Part of the first steps of dealing with all this was finding the Fourth Forum, the GLBT ministry of Fourth Presbyterian Church here in Chicago. The group did a weekly study on John McNeill's classic text Taking A Chance on God, which forced me to dig back into a bunch of my pastoral-care texts on sexuality.

Finally picking up Tex Sample and Amy DeLong's The Loyal Opposition: Struggling With the Church on Homosexuality (which sat on my shelf unread for five whole years...) helped a lot, too. But most beneficial of all was finding in the Fourth Forum members a group of gay and lesbian Christians who had come to believe themselves acceptable in God's sight - and taking lessons from them.

This has been a lot of writing - and frankly, it's not done, but I'm done - like dinner. There's probably more that could be said on every one of these topics. But the important thing for me to say is this: I am not where I once was. As I've quoted on so many other topics, the words of the old black spiritual come to mind:

We ain't where we wanna be;
We ain't where we're gonna be;
But thank you, Jesus - we ain't where we used'ta be.


  1. good for you Steve. I think I'll offer some thoughts of my own on coming out and the reasons behind it.

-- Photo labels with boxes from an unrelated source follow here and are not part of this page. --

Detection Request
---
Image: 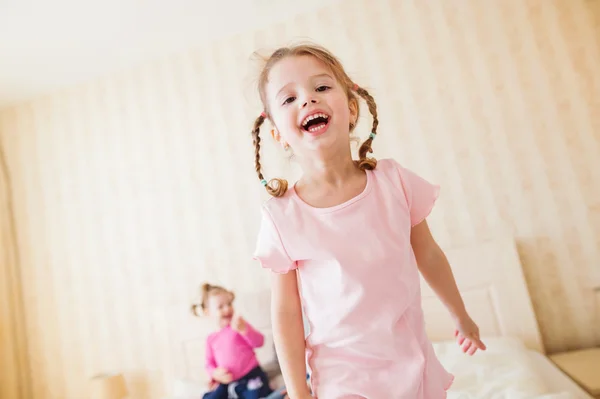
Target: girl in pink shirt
[252,45,485,399]
[192,284,273,399]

    In the meantime, know and cherish the fact that honesty is, in the long run, always better than even the most comfortable lie.

  2. Geekboi: In the meantime, know and cherish the fact that honesty is, in the long run, always better than even the most comfortable lie.

    Dead on, Geekboi. In some circles, comfortable lies are called "an easier, softer way".

  3. Geek_boi is wise beyond his years. Honesty is... always better than even the most comfortable lie. Or, as is more often the case with those of us while we are closeted, "better than the most comfortable secret."

    [I note that I began writing this comment before Tom's showed up on my computer...]

  4. Jennifer Vanasco has an interesting reflection on being out in the latest Free Press. You can find it at http://www.chicagofreepress.com/news/opinion/vanasco/index.html

    She says among other things, "Unlike [Sheryl] Swoopes, most of us aren’t going to (indeed, can’t—who would be interested?) call a press conference to announce our sexual orientation. And we might not want to force our gayness to the center of every conversation. But we can’t let circumstances or the weight of public ignorance shuffle us back into the closet.

    We’re already out. Let’s stay open."

  5. You might want to check out Mind the Bear(http://mindthebear.blogspot.com/) or link to him from the comments today on Geek Boi Uncensored. Not the same story (except that there is only one story -- creation by Love, falling away from Love, being found by Love, loving back), but with some things you can probably relate to.

    (This will give you an excuse to read GB's ... er, stimulating post, if you need to rationalize.)